Chronic Traumatic Encephalopathy: Diagnosis
CTE cannot yet be diagnosed. Only those at high risk who have sustained recurrent head trauma over many years while participating in sports or serving in the military might be suspected of having it. The presence of deposits of tau and other proteins in the brain that can only be observed after death, as well as signs of brain tissue deterioration, are necessary for a diagnosis (autopsy).
Several scientists are working hard to develop a CTE test that can be used on living subjects. Others are still researching the brains of people who have passed away and may have had CTE, including football players.
In the future, it is hoped to diagnose CTE using a variety of neuropsychological tests, brain imaging techniques such as specialized MRI exams, and biomarkers.

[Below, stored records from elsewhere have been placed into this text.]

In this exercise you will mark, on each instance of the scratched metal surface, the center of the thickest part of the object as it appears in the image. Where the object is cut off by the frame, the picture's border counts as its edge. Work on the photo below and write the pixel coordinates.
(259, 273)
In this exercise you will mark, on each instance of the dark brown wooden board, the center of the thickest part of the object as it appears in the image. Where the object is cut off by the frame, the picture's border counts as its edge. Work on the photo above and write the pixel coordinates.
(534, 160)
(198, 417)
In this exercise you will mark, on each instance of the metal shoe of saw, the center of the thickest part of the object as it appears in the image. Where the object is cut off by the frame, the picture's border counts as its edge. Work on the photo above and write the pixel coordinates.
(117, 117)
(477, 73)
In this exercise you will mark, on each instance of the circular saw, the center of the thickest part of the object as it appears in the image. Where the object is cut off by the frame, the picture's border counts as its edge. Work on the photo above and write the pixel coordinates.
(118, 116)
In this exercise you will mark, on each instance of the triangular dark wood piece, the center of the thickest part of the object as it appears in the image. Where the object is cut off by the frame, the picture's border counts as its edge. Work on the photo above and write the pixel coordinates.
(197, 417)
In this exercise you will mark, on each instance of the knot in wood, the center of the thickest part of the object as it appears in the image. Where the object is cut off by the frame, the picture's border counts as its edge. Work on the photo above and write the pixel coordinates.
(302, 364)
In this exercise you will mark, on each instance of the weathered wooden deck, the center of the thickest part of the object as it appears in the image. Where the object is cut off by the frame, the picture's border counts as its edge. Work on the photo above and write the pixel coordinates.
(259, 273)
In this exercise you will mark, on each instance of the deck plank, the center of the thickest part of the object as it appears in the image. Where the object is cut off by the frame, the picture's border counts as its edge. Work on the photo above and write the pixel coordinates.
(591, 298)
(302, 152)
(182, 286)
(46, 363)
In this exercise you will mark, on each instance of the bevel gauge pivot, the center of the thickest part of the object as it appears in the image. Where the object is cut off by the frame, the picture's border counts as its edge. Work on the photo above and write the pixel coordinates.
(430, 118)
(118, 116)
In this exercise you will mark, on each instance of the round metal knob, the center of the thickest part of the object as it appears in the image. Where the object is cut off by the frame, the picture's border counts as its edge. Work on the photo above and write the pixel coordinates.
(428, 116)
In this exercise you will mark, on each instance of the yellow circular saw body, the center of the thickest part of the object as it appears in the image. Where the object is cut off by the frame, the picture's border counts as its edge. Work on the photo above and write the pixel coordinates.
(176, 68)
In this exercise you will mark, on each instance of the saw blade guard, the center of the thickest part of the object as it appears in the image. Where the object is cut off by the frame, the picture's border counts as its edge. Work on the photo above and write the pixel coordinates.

An intravenous injection of a low-level radioactive tracer is used in positron emission tomography (PET) scans. The passage of the tracer through the brain is then monitored using a scanner. To identify tau anomalies linked to neurodegenerative illness in vivo, researchers are actively developing PET indicators.
Moreover, scientists are striving to create tracers that may be used to identify and bind proteins such as tau accumulation on PET scans. These kinds of scans and tracers are being used in studies to check for tau accumulation in the brains of retired sportsmen who had head injuries. These PET scans are not yet approved for clinical use because they are still in the research stage.
Little study has been done on plasma or cerebral spinal fluid to identify CTE's long-term disease processes. Due to the similarities between CTE and Alzheimer's disease, certain biomarkers utilized in studies on Alzheimer's disease may also be helpful for CTE. These indicators would have to distinguish between CTE-caused brain degeneration and initial brain damage.
Chronic Traumatic Encephalopathy: Treatment
There is no cure for CTE, a severe, degenerative brain condition. Further study on therapies is needed, although the present approach is to avoid brain damage. Also, it's critical to keep up with the most recent guidelines for identifying and treating traumatic brain injury.
Chronic Traumatic Encephalopathy: Prevention
There is no therapy for CTE. Yet given that CTE is linked to repeated concussions, it might be avoided. Concussion survivors are more susceptible to suffering another head injury. The current advice for preventing CTE is to lessen minor traumatic brain injuries and stop more harm from occurring after a concussion.
CTE is a neurodegenerative condition that develops later in life in certain people who have had recurrent head trauma. The precise connection between repeated mild traumatic brain injury, with or without symptomatic concussion, and CTE is unclear, but repeated axonal injury may set off a chain of metabolic, ionic, and cytoskeletal abnormalities that, in susceptible people, set off a pathological cascade leading to CTE.
CTE has been linked to activities such as playing American football, professional wrestling, soccer, and hockey as well as physical abuse, epilepsy, and head pounding, indicating that mild TBI from a variety of sources may cause CTE.